La ruptura nacional aviva el mayor temor de Alfredo Cornejo y Rodolfo Suarez

La ruptura nacional aviva el mayor temor de Alfredo Cornejo y Rodolfo Suarez

Las peleas de la UCR nacional se agitan y hubo "ruptura" temprana de los bloques legislativos. En la Provincia buscan evitar que las internas crezcan. El máximo temor de Cornejo y Suarez tiene que ver con las fisuras del Frente que los llevó al poder.

Pablo Icardi

Pablo Icardi

El radicalismo comenzó a sentirse parte del poder y, como acto reflejo, hubo una reacción de acuerdo a lo que aprendió ese partido en su historia: internas y disputas por lo que aún no tiene. La batalla por los cargos en el Congreso, que suponen un protagonismo mediático mayor, y las disputas por renovar los liderazgos ya no se disimulan y terminaron partiendo el bloque legislativo antes de que asuman los diputados y senadores electos en noviembre.

Esa fractura puede tener repercusiones nacionales, aunque no hay un traslado lineal. Así, por ejemplo, el sector de Martín Lousteau que se escindió tiene buena relación y alianzas cruzadas con el cornejismo. Pero los legisladores por Mendoza que responden al exgobernador no se sumaron, por ahora. De hecho, en la previa había dos mendocinas que iban a abrirse al mismo camino. Pero desistieron. 

El temor mayor

La situación agita uno de los mayores temores del propio Cornejo y de Rodolfo Suarez: que el radicalismo y Cambia Mendoza recuperen la "memoria emotiva" de las épocas de internas, de rupturas y peleas que terminaron con ellos fuera del poder. 

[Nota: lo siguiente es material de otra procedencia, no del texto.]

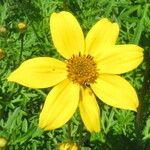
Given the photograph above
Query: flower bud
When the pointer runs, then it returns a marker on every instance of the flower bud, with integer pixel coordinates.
(3, 142)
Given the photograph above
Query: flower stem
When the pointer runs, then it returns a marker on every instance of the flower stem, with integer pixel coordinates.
(81, 134)
(21, 46)
(69, 130)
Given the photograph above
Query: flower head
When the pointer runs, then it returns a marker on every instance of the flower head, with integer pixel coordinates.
(68, 146)
(92, 69)
(22, 26)
(1, 53)
(3, 142)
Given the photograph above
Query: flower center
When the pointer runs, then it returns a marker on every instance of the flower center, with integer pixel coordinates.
(82, 69)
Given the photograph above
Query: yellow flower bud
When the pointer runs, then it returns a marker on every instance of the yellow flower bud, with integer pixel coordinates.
(2, 29)
(3, 142)
(1, 53)
(22, 26)
(68, 146)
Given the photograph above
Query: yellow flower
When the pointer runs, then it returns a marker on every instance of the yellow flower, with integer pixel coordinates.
(22, 26)
(3, 142)
(1, 53)
(68, 146)
(91, 68)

La pelea nacional no tiene líneas directas pero sí algunos agitadores. La figura de Ernesto Sanz, por ejemplo, aparece como un contrapeso a la hegemonía de Cornejo, pero el exsenador no tiene capilaridad interna, pero sí poder de daño nacional. Los "antiguos" territoriales que solían seguirlo no existen como grupo y sus aliados nacionales no tienen territorialidad. Sí hay en Cambia Mendoza diferencias con el PRO, que pueden generar más problemas hacia el futuro. 

Dentro del Gobierno hasta ahora el acuerdo entre Cornejo y Suarez blinda las peleas internas. Pero en la nueva etapa de la gestión se suman los equipos de la "Muni" de capital, donde las rencillas no terminaron de cuajar. La duda es si el intento de marcar una impronta propia más firme de parte de Suarez puede o no generar fisuras. Las señales dadas en el Congreso partidario, con la presentación unilateral de la idea de implementar la boleta única, van por ese lado. Por un lado, porque el armado de listas tradicionales fue la base de construcción de poder de Cornejo. Por el otro porque ni siquiera hacía falta un proyecto nuevo para implementarlo. 

En la primera línea del Gabinete habrá representantes políticos del momento de mayor intensidad en la pelea de "Godoy Cruz vs. Capital". O lo que era Cornejo contra Fayad. Una de ellas es Nora Vicario. La futura ministra de Turismo era la mano derecha del "Viti", principal enemigo político de Cornejo. Tanto, que era la recaudadora partidaria, pues los aportes que se descontaban a los empleados iban a parar a una cuenta bancaria a su nombre. "En las segundas líneas mantienen esa idea internista. Pero no ocurre con el resto. Va a depender de cómo se acoplen a la gestión y a la forma de conducción. El tema es que funcionen como funcionarios, que gestionen y cuiden la unidad", explica un conocedor del partido. Por ahora en el Gobierno confían en que no habrá disputas porque lo que garantiza la paz es la decisión de Suarez y Cornejo de poner la unidad como bien superior.

Lo bueno para ellos es que, por ejemplo, las disputas por el protagonismo legislativo se postergan para el año que viene, pues recién en mayo se produce el recambio legislativo. En ese sentido, habrá pelea por la conducción del bloque en el Senado,  cargo para el que están "preanotados" varios cornejistas clásicos y suaristas nuevos.